N. Kazanas, August 2010

The AIT started in late 18th and early 19th centuries as an explanation of the caste system. Thus various European scholars postulated an invasion from non-Indic people (Egyptian or Mesopotamian) who conquered the natives: the invaders (with a strong priestly class) became the two upper castes and the natives the two lower ones (vaishyas and shûdras). This was refined and turned into a linguistic matter after Jones made his speech about the relation between Sanskrit, Greek, Latin etc. The invaders became IE and so was formed a general theory of Aryan or IE invasions to account for the Greek, Italic, Germanic people and so on, in their historical habitats.In mid-nineteenth cent. Max Müller turned the Theory into an entirely linguistic affair. He postulated certain dates for the composition of Indic literature and these became fixed in the minds of indologists. Thereafter, all linguistic refinements for  the  IE  tongues  (Hittite, Greek, Baltic, Slavic etc) were worked out on  this model, namely  that  there was a PIE language which mainly  through migrations  and  invasions  spread  from  an  unspecified  centre  (but  not  India)  and developed into the present different IE language including Old Indic (=Vedic Sanskrit) and Iranian (=Avestan and Old Persian).

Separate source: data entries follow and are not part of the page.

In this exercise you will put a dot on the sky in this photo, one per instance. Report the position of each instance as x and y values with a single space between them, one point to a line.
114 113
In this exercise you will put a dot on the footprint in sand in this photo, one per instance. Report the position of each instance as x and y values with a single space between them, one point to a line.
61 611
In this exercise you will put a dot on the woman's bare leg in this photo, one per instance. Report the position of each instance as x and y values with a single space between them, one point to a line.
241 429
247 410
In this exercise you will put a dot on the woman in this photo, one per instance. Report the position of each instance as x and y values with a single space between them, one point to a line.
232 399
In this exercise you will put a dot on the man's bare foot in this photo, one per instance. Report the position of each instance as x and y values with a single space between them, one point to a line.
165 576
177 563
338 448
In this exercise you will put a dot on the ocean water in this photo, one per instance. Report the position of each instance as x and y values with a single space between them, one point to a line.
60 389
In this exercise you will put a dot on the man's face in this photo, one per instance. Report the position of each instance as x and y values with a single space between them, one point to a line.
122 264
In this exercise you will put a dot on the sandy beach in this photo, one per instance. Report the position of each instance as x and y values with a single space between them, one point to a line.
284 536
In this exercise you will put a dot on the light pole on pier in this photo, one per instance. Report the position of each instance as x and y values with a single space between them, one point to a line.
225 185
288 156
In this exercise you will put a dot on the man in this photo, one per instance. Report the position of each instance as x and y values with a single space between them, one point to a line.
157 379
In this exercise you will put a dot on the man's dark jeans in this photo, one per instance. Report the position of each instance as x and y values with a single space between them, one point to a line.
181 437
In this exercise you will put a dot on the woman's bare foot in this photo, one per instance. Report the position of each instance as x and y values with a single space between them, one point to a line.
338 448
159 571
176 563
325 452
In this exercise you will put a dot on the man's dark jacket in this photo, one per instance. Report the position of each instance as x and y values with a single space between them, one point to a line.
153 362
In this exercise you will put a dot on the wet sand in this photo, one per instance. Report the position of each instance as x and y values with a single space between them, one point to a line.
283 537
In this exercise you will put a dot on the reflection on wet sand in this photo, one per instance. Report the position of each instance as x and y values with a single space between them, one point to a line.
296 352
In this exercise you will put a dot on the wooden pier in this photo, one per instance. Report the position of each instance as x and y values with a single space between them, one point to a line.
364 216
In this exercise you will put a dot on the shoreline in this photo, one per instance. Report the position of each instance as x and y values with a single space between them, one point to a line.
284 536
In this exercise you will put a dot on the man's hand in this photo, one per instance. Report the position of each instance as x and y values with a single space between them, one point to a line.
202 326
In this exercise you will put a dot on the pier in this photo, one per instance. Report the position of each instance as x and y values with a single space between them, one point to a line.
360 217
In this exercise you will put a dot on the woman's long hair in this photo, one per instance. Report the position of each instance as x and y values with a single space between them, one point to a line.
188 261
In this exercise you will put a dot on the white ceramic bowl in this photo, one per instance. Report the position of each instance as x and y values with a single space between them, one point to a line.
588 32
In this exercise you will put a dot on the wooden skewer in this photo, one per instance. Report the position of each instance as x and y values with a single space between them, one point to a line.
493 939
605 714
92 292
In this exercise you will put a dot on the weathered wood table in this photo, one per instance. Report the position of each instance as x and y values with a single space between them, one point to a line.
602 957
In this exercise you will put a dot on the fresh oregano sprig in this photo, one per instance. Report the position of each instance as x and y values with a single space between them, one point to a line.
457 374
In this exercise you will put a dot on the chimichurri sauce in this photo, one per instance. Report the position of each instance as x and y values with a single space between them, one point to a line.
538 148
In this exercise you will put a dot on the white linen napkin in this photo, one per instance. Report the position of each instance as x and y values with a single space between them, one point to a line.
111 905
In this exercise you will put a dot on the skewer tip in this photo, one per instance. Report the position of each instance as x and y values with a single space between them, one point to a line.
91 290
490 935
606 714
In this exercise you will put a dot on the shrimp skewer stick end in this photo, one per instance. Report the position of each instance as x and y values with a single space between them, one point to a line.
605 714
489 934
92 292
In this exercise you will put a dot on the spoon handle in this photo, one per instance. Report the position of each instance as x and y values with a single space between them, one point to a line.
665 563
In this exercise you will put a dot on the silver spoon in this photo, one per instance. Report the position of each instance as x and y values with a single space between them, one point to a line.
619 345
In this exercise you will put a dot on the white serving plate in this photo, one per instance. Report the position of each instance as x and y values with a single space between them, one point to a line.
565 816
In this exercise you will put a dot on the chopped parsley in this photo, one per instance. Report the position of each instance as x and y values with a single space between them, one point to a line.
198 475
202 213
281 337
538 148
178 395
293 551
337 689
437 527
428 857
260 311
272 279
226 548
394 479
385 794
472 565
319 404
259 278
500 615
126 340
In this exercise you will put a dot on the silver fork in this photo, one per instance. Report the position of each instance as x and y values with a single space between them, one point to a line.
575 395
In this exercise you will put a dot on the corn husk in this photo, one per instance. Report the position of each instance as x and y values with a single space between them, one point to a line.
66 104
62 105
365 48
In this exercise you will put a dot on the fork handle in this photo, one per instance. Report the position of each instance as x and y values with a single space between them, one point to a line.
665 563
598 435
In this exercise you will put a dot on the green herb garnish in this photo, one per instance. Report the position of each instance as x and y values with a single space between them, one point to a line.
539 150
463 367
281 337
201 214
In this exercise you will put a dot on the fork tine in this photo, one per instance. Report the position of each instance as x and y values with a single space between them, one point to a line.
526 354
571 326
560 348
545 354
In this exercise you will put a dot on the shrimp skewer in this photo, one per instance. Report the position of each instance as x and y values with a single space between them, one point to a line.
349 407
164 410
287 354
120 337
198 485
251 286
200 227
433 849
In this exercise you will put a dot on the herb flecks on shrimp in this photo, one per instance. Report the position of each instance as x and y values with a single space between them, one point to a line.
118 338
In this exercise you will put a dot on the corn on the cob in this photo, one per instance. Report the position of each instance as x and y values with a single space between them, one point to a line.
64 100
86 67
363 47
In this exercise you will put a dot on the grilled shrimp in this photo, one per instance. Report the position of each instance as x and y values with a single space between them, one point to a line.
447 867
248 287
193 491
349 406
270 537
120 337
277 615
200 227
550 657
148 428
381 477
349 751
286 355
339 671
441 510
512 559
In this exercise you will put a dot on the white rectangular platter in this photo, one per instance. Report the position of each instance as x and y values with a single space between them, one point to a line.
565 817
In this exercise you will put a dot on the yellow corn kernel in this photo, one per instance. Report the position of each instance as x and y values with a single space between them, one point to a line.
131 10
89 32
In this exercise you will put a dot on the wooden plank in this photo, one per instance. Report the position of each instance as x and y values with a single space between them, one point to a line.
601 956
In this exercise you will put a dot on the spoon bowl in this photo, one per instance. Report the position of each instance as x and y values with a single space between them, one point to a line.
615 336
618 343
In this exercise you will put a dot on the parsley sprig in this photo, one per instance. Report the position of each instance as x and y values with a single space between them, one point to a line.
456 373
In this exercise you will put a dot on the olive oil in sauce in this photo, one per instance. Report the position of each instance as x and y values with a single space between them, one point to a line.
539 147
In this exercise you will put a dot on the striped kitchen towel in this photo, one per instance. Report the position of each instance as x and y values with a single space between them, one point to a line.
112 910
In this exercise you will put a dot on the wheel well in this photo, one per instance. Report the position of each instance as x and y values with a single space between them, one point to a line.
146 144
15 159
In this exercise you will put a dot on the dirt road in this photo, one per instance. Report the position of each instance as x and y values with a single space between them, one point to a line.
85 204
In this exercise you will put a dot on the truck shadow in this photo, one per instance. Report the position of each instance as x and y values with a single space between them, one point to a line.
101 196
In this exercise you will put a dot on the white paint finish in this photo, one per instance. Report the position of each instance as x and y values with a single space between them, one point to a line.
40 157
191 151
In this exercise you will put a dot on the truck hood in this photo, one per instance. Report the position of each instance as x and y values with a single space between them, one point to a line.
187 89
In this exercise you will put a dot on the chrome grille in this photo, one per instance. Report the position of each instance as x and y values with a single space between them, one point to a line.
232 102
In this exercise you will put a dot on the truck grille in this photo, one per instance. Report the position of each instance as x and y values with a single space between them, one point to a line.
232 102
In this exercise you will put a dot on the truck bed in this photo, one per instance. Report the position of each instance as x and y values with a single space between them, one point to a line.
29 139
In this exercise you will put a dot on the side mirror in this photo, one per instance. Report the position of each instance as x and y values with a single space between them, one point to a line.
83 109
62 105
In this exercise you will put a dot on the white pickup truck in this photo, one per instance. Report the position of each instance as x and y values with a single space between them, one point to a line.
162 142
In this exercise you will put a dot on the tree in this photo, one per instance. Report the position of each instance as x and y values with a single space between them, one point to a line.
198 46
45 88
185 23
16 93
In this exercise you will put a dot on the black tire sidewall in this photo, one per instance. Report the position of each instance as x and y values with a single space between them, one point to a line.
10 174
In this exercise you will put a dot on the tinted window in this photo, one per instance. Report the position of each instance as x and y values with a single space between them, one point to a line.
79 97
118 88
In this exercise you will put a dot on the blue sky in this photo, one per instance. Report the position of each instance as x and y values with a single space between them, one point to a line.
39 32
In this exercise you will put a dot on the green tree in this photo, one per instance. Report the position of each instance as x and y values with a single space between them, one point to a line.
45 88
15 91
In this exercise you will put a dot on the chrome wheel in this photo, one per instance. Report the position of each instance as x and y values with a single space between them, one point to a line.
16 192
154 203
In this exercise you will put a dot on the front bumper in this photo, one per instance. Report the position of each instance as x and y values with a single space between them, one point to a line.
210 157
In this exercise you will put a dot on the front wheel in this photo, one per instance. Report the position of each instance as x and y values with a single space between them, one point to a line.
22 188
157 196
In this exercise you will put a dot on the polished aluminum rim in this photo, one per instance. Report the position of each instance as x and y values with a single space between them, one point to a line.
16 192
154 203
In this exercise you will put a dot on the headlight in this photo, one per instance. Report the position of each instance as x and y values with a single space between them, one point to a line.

At the turn of the 19th to the 20th centuries this view was turned by Europeans  (later the Nazis) into a thoroughly racial affair ascribing to themselves superiority. This racial doctrine has now been abandoned and we have only the linguistic one.

In the 1920s were made the first important discoveries of the ancient Indus Valley or Harappan civilisation. This should have alerted indologists to the possibility that a large part of the Vedic literature was composed by this civilisation which I shall call hereafter the Indus-Sarasvati Civilisation or ISC in short, since most settlements were unearthed on or along the old Sarasvati river. This did not happen. Instead, indologists (mainly sanskritists) found in the ruins of this civilisation evidence that Indo-Aryans invaded and destroyed these cities just as the Rgveda says, according to their own interpretation, that Indra, the chief god of the conquerors destroyed the enemy purs 'towns, forts'. So a big paradox remained: on the one hand, there was Vedic Literature (a vast corpus) without any other cultural (=archaeological) remains  to  support  it;  on  the  other,  a  large  culture  unearthed  by  archaeologists  but without  literature  despite  its knowledge of writing!

However, in the 1960's it was established by archaeologists that there had been no invasion , no wars, no violence, and that those towns had fallen into ruination because of natural causes, such as earthquakes which diverted the waters of some rivers and thus caused desiccation on a large scale. But the linguists persisted in their doctrine and the invasion became now "immigration". But this produced now a second big paradox, i.e. the aryanisation of this vast area where toponymics (=names of rivers, mountains etc) are Aryan (=Sanskritic), not Dravidian or names from another language: small waves of  immigrants, according  to  linguists, produced  the SJ &  IA C 2 aryanisation of a country which only invasion, conquest and coercion could have effected!

Any impartial study of the facts, archaeological and linguistic, shows that there is no evidence of any kind to support the so called "waves of immigrations".

(a) Anthropological evidence (cranial and skeletal) shows that there was no demographic disruption down to c 600, except perhaps for the period 6000-4500.

(b) Genetical studies now show that there was no inflow of genes into the Indian subcontinent prior to c 600. On the contrary there was flow of genes out of India and into the north-western regions.

Max Müller's dating of the Vedic Literature is based on fictions and has no basis whatever in reality.

The  so-called  linguistic  evidence  (i.e.  isoglosses,  loan-words  etc)  can  be,  and  have  been,  shown  to  require  no immigration. One eminent  linguist at  least demonstrated  that  the original homeland  is Bactria which  is adjacent  to Saptasindhu, the Land of the Seven Rivers (=N-W India and Pakistan).

Positing Saptasindhu as the original homeland not only does not create problems but, on the contrary, dissolves all difficulties.

For instance:

(a) Vedic alone has dhâtus and on the whole invariable principles in generating verbs and their conjugations and nouns and their declensions etc.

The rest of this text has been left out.